The plan would also end the additional 3.8 percent Medicare tax on net investment income of higher-income individuals. And it would end the alternative minimum tax, which was designed primarily to stop high-income taxpayers from avoiding income taxes. Moreover, it would end the federal estate tax, which generally applies only to taxable estates currently exceeding $5.49 million per deceased individual.

What seems most surprising is that so many of Trump’s middle- and lower-income supporters still think he’s looking out for them.

David J. Roberts, associate professor,

DePaul University

False marijuana claims

I think that your editorial suggestion that Illinois slow down and wait on cannabis legalization is wrong. However, what really needs to be rebutted is the letter in support of your position submitted by Peter Besinger, former administrator of the DEA in Chicago.

Every one of his claims is false. The Colorado experience has been very positive. Teen usage has not skyrocketed; hospitalizations have not doubled; auto accidents have not risen. Even his claim that legal cannabis prices are so high that kids buy more from illegal dealers is false.

A 2016 study published by the CATO institute (which, by the way, has no connection to the cannabis industry), reports exhaustive statistics in each area addressed by Mr. Besinger, for Colorado as well as three other states where adult use of cannabis has been legalized. Mr. Besinger, the “war on drugs” that you pursued has been proven to have been a disaster. Thank goodness you are a “former” DEA administrator.

Tom Reiman, Highland Park

Trump irony

Isn’t it ironic that Donald J. Trump has embraced a Democratic icon such as Andrew Jackson while virtually ignoring his party’s greatest hero, Abraham Lincoln?

Bob Ory, Elgin

Private colleges, public funds

A few days ago, I was having lunch with a longtime friend in a faux-trendy hamburger place near Loyola’s Water Tower Campus. Over our lunches, we skimmed copies of the school’s student newspaper, The Phoenix, that were available on the counter of the place’s soft drink island.

The front page article (“MAP grant funding in jeopardy once again,” April 26) caught our attention. It was a piece about how the state budget stalemate was keeping Loyola students from getting financial aid through the state’s Monetary Award Program, or MAPS. For a number of years, I would read about the MAPS program and its funding issues, and I thought, or was lead to believe, that the program was for Illinois students at the state’s public institutions, not private.

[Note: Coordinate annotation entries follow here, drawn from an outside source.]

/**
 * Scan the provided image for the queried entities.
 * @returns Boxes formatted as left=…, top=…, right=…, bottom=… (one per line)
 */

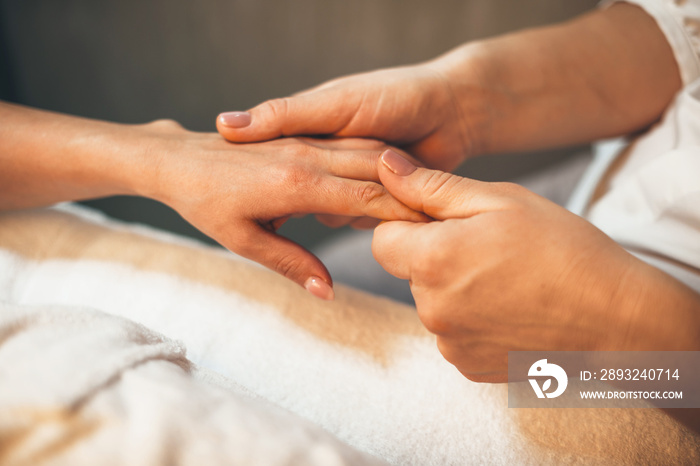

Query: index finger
left=372, top=221, right=428, bottom=280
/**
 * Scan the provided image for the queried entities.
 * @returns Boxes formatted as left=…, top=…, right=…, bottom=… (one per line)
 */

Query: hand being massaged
left=0, top=103, right=426, bottom=299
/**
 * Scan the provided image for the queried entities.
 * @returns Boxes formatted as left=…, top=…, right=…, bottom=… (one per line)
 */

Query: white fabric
left=0, top=210, right=700, bottom=466
left=0, top=302, right=383, bottom=466
left=569, top=0, right=700, bottom=291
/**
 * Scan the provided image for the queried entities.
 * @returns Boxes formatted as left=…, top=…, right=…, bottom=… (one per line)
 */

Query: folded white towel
left=0, top=206, right=700, bottom=465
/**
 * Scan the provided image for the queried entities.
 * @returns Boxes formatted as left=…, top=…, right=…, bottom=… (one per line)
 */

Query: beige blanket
left=0, top=207, right=700, bottom=465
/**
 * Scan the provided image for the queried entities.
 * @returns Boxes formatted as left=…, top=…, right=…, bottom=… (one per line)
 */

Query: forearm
left=616, top=262, right=700, bottom=351
left=431, top=3, right=681, bottom=155
left=0, top=102, right=149, bottom=210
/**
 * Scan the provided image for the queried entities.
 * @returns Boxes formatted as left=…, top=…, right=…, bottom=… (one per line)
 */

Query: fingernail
left=304, top=277, right=335, bottom=301
left=382, top=149, right=416, bottom=176
left=219, top=112, right=251, bottom=128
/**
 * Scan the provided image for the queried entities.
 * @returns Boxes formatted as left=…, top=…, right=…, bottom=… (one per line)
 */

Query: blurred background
left=0, top=0, right=597, bottom=248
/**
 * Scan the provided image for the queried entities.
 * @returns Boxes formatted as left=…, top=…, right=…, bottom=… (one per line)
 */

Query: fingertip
left=380, top=149, right=418, bottom=176
left=304, top=276, right=335, bottom=301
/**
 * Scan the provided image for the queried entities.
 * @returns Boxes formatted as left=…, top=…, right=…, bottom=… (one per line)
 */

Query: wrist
left=426, top=42, right=503, bottom=160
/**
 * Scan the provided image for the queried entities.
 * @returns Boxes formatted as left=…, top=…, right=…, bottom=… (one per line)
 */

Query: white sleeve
left=600, top=0, right=700, bottom=85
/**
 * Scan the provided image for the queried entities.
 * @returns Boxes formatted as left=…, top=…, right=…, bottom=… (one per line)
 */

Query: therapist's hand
left=216, top=62, right=484, bottom=170
left=140, top=122, right=425, bottom=299
left=372, top=151, right=700, bottom=382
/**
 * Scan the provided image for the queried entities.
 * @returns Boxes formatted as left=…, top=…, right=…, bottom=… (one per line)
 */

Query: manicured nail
left=382, top=149, right=416, bottom=176
left=304, top=277, right=335, bottom=301
left=219, top=112, right=251, bottom=128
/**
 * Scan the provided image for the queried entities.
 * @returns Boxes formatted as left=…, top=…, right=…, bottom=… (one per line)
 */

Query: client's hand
left=128, top=122, right=425, bottom=299
left=372, top=151, right=700, bottom=382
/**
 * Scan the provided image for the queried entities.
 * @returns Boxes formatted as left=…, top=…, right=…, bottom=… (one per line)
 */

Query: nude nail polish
left=382, top=149, right=416, bottom=176
left=304, top=277, right=335, bottom=301
left=219, top=112, right=251, bottom=128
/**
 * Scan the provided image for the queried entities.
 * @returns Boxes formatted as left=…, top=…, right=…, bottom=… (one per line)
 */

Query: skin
left=372, top=151, right=700, bottom=382
left=0, top=103, right=425, bottom=299
left=217, top=3, right=681, bottom=171
left=217, top=3, right=700, bottom=429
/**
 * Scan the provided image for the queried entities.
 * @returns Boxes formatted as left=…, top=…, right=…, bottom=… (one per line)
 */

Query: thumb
left=378, top=149, right=504, bottom=220
left=222, top=223, right=335, bottom=301
left=216, top=87, right=358, bottom=142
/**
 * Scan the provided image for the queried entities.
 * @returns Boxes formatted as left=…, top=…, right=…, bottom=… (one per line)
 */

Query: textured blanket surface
left=0, top=207, right=700, bottom=465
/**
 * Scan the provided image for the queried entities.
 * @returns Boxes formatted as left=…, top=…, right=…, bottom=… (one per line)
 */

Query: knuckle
left=265, top=97, right=290, bottom=119
left=146, top=118, right=184, bottom=132
left=354, top=182, right=385, bottom=205
left=277, top=164, right=314, bottom=190
left=272, top=254, right=302, bottom=277
left=423, top=171, right=462, bottom=205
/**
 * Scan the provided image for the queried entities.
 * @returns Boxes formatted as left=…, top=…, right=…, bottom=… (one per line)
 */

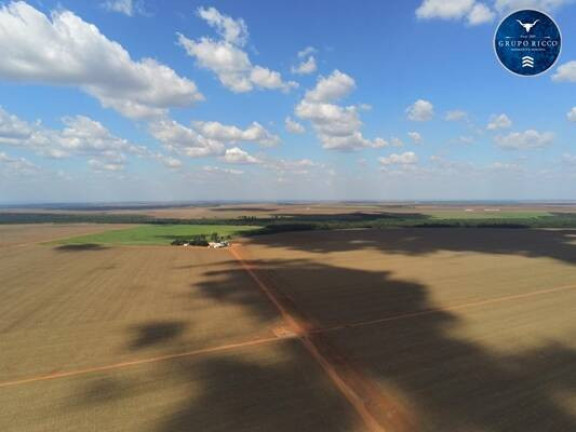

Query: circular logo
left=494, top=10, right=562, bottom=76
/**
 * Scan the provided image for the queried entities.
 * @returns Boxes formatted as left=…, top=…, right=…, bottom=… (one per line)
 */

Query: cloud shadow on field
left=72, top=230, right=576, bottom=432
left=130, top=321, right=187, bottom=350
left=54, top=243, right=110, bottom=252
left=247, top=228, right=576, bottom=264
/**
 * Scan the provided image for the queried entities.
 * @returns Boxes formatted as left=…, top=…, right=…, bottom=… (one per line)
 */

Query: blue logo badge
left=494, top=10, right=562, bottom=76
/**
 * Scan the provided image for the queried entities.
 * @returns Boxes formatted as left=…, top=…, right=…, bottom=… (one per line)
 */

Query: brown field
left=0, top=224, right=576, bottom=432
left=0, top=224, right=133, bottom=248
left=6, top=202, right=576, bottom=219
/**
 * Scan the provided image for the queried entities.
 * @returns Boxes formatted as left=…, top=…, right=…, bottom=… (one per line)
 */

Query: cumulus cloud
left=406, top=99, right=434, bottom=122
left=0, top=108, right=174, bottom=171
left=486, top=114, right=512, bottom=130
left=284, top=117, right=306, bottom=134
left=552, top=60, right=576, bottom=82
left=378, top=152, right=418, bottom=166
left=102, top=0, right=137, bottom=16
left=0, top=2, right=203, bottom=118
left=292, top=56, right=318, bottom=75
left=223, top=147, right=261, bottom=164
left=192, top=121, right=280, bottom=147
left=562, top=153, right=576, bottom=165
left=295, top=70, right=388, bottom=150
left=444, top=110, right=468, bottom=121
left=408, top=132, right=422, bottom=144
left=495, top=129, right=554, bottom=150
left=416, top=0, right=495, bottom=25
left=292, top=47, right=318, bottom=75
left=178, top=7, right=298, bottom=93
left=202, top=165, right=244, bottom=176
left=149, top=119, right=280, bottom=158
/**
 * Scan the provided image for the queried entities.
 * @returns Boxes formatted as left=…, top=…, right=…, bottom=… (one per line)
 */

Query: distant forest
left=0, top=212, right=576, bottom=234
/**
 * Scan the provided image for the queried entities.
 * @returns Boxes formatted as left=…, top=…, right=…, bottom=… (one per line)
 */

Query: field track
left=0, top=230, right=576, bottom=432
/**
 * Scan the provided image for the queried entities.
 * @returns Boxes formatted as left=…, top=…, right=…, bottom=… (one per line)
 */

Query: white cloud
left=295, top=70, right=388, bottom=150
left=223, top=147, right=261, bottom=164
left=149, top=119, right=280, bottom=158
left=406, top=99, right=434, bottom=122
left=284, top=117, right=306, bottom=134
left=298, top=46, right=318, bottom=58
left=306, top=70, right=356, bottom=102
left=408, top=132, right=422, bottom=144
left=88, top=159, right=124, bottom=172
left=202, top=166, right=244, bottom=175
left=486, top=114, right=512, bottom=130
left=198, top=7, right=248, bottom=46
left=495, top=129, right=554, bottom=150
left=378, top=152, right=418, bottom=166
left=0, top=2, right=203, bottom=118
left=264, top=159, right=326, bottom=175
left=178, top=7, right=298, bottom=93
left=416, top=0, right=474, bottom=19
left=102, top=0, right=137, bottom=16
left=552, top=60, right=576, bottom=82
left=562, top=153, right=576, bottom=165
left=149, top=119, right=225, bottom=158
left=192, top=121, right=280, bottom=147
left=0, top=108, right=178, bottom=171
left=292, top=56, right=318, bottom=75
left=444, top=110, right=468, bottom=121
left=416, top=0, right=495, bottom=25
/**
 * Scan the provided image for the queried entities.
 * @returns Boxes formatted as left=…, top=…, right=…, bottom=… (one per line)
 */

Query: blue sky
left=0, top=0, right=576, bottom=203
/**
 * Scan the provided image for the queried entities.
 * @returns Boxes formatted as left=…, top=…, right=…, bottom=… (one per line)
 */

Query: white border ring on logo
left=492, top=9, right=564, bottom=78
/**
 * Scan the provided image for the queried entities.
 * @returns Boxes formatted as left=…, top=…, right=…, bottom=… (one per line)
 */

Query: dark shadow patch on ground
left=129, top=321, right=188, bottom=350
left=54, top=243, right=109, bottom=252
left=70, top=230, right=576, bottom=432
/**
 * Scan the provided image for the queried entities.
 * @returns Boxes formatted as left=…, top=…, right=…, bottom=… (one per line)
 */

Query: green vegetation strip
left=50, top=225, right=259, bottom=245
left=423, top=210, right=552, bottom=219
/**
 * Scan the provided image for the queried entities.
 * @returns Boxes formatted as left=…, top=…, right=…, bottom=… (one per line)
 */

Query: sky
left=0, top=0, right=576, bottom=203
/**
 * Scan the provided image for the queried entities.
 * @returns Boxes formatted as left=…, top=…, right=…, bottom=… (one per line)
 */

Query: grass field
left=56, top=225, right=259, bottom=245
left=422, top=209, right=551, bottom=220
left=0, top=227, right=576, bottom=432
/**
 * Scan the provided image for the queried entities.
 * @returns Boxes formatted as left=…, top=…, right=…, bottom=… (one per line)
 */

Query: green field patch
left=423, top=210, right=551, bottom=219
left=49, top=225, right=259, bottom=245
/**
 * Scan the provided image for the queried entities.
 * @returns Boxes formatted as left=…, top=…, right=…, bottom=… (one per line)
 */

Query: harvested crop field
left=0, top=224, right=129, bottom=247
left=243, top=229, right=576, bottom=431
left=0, top=229, right=576, bottom=432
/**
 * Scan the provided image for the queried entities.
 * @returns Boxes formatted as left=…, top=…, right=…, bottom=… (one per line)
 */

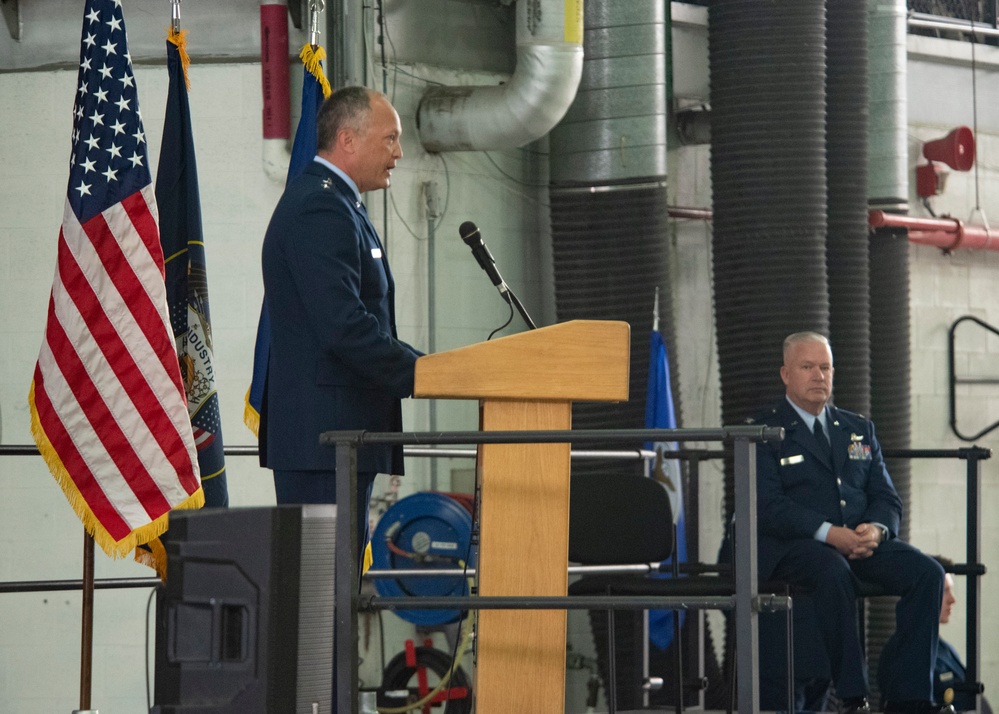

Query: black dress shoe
left=885, top=699, right=954, bottom=714
left=840, top=697, right=871, bottom=714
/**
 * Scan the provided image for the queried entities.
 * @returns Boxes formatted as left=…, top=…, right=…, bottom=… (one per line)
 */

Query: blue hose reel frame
left=371, top=492, right=475, bottom=626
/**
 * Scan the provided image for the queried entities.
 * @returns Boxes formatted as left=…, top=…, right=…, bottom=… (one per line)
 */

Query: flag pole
left=74, top=531, right=94, bottom=714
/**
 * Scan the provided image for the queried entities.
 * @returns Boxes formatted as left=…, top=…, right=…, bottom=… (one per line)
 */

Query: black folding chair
left=569, top=474, right=793, bottom=714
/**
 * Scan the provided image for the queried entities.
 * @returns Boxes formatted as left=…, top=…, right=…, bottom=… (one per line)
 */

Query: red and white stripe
left=32, top=186, right=200, bottom=554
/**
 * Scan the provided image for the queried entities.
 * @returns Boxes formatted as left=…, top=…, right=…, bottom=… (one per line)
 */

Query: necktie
left=813, top=419, right=832, bottom=463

Why are students at Loyola, or at other private colleges and universities in Illinois, receiving public funds? In a time when all of our state colleges and universities are struggling due to the budget battle in Springfield, the thought of public monies going into private coffers is more than irksome, my friend and I found it to be outrageous. If the student profiled in the campus article wanted state help to attend college, she — and others like her — should have enrolled at one of our fine state institutions.

Before the budget crisis, how much in state MAPS funds went to private colleges and universities? To which schools and to how many students, and in what proportion to their counterparts at state schools? According to the article in the student paper, the state eventually did pay Loyola $10 million to cover MAP grants for 2015-16.

While I might sound Grinch-like here, I am thinking of students at the City Colleges, UIC, Illinois State, and others. For every dollar going to students at private schools, how many students at public institutions are being given short shrift?